Le Pape Léon XIV s’est envolé ce 15 avril d’Alger pour le Cameroun, pays multiconfessionnel à majorité chrétienne où il portera un message de paix aux régions anglophones, déchirées depuis près d’une décennie par un conflit armé meurtrier.
Au terme d’une visite inédite en Algérie, ponctuée par un double attentat-suicide ce 13 avril et une diatribe du Président américain Donald Trump à son encontre, le pape américain était attendu vers 15H00 (14H00 GMT) dans la capitale camerounaise. Dans ce pays d’Afrique centrale majoritairement francophone où environ 37% des quelque 30 millions d’habitants sont catholiques, l’Église joue un rôle de médiation et gère un vaste réseau d’hôpitaux, d’écoles et d’œuvres caritatives – un levier d’influence que le Saint Siège souhaite consolider.

A la Cathédrale Notre-Dame-des-Victoires de Yaoundé, on s’arrachait les pagnes à l’effigie du pape ce 14 avril. Affiches, banderoles et drapeaux ont fleuri partout dans la ville ces derniers jours pour honorer la quatrième visite d’un souverain pontife dans le pays, la première depuis Benoît XVI (2005-2013) en 2009.

A Yaoundé, le pape rencontrera d’abord le Président Paul Biya, 93 ans, doyen des Chefs d’État dans le monde, puis il prononcera un discours devant les autorités et le corps diplomatique au Palais de l’Unité.
– « Terrain d’entente » –

Certains fidèles ont toutefois dit redouter que cette visite ne serve à polir l’image du Chef de l’État, réélu en octobre 2025 à l’issue d’un scrutin contesté, émaillé de manifestations réprimées dans le sang. Léon XIV, âgé de 70 ans, visitera ensuite un orphelinat catholique, avant de conclure cette première journée par un échange privé avec les évêques du pays.
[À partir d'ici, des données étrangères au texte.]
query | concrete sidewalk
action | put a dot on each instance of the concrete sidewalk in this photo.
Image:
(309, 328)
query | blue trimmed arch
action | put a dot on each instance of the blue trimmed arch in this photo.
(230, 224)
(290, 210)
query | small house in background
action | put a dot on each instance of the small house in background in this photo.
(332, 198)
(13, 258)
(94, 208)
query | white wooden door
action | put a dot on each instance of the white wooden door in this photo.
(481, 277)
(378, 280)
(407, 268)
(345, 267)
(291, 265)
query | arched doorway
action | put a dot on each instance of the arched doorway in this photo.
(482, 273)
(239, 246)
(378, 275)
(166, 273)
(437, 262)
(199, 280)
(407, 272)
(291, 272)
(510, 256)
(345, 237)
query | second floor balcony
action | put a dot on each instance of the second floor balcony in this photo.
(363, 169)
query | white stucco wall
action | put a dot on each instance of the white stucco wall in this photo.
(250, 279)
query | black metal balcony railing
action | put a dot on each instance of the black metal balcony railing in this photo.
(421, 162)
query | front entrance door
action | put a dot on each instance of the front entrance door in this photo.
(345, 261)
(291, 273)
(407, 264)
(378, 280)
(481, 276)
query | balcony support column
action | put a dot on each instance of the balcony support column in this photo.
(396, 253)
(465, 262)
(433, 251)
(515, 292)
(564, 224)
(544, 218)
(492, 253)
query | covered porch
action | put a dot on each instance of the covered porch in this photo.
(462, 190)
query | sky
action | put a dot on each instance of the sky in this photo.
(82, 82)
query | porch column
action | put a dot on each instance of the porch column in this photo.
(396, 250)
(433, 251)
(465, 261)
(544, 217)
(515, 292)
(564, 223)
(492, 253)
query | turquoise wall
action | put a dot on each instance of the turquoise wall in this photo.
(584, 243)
L’étape la plus symbolique aura lieu ce 16 avril, avec un déplacement sous haute sécurité à Bamenda, épicentre des violences dans le nord-ouest anglophone entre Forces gouvernementales et groupes séparatistes, qui ont fait des milliers de morts et des centaines de milliers de déplacés.
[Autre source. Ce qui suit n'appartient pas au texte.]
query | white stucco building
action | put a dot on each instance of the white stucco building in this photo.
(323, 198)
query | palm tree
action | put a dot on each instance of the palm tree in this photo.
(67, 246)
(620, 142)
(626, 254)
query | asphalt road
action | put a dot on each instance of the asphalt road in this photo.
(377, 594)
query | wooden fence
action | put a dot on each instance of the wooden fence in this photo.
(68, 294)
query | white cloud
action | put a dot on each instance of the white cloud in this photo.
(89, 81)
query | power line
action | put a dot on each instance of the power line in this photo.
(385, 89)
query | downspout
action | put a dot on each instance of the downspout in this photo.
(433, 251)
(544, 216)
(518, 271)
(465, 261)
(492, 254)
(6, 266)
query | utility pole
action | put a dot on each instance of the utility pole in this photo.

Ce 13 avril, des groupes séparatistes ont annoncé une trêve de trois jours dans les combats à partir de ce 15 avril pour permettre d’accueillir le pape en toute sécurité dans cette zone, où vit près de 20% de la population du pays. Le conflit a commencé en 2017, à la suite d’un mouvement de répression et oppose des indépendantistes, qui ont proclamé la « République d’Ambazonie », au Gouvernement de Yaoundé.
Pris en étau, les civils sont devenus la cible d’extorsions, de violences, d’enlèvements contre rançon et d’assassinats. Au moins 6.000 d’entre eux sont morts depuis 2016, selon l’ONU. Léon XIV prononcera un discours et célèbrera une messe à l’aéroport de la ville (Bamenda), rénové pour l’occasion. « Au moment où le pape foulera la terre de Bamenda, nous voulons la paix, tous les meurtres et les enlèvements doivent cesser », plaide Giovanni Mbuna, un fidèle de 36 ans enlevé par des indépendantistes en 2023, interrogé ce 12 avril par l’AFP, à la sortie de la messe à Saint-Joseph.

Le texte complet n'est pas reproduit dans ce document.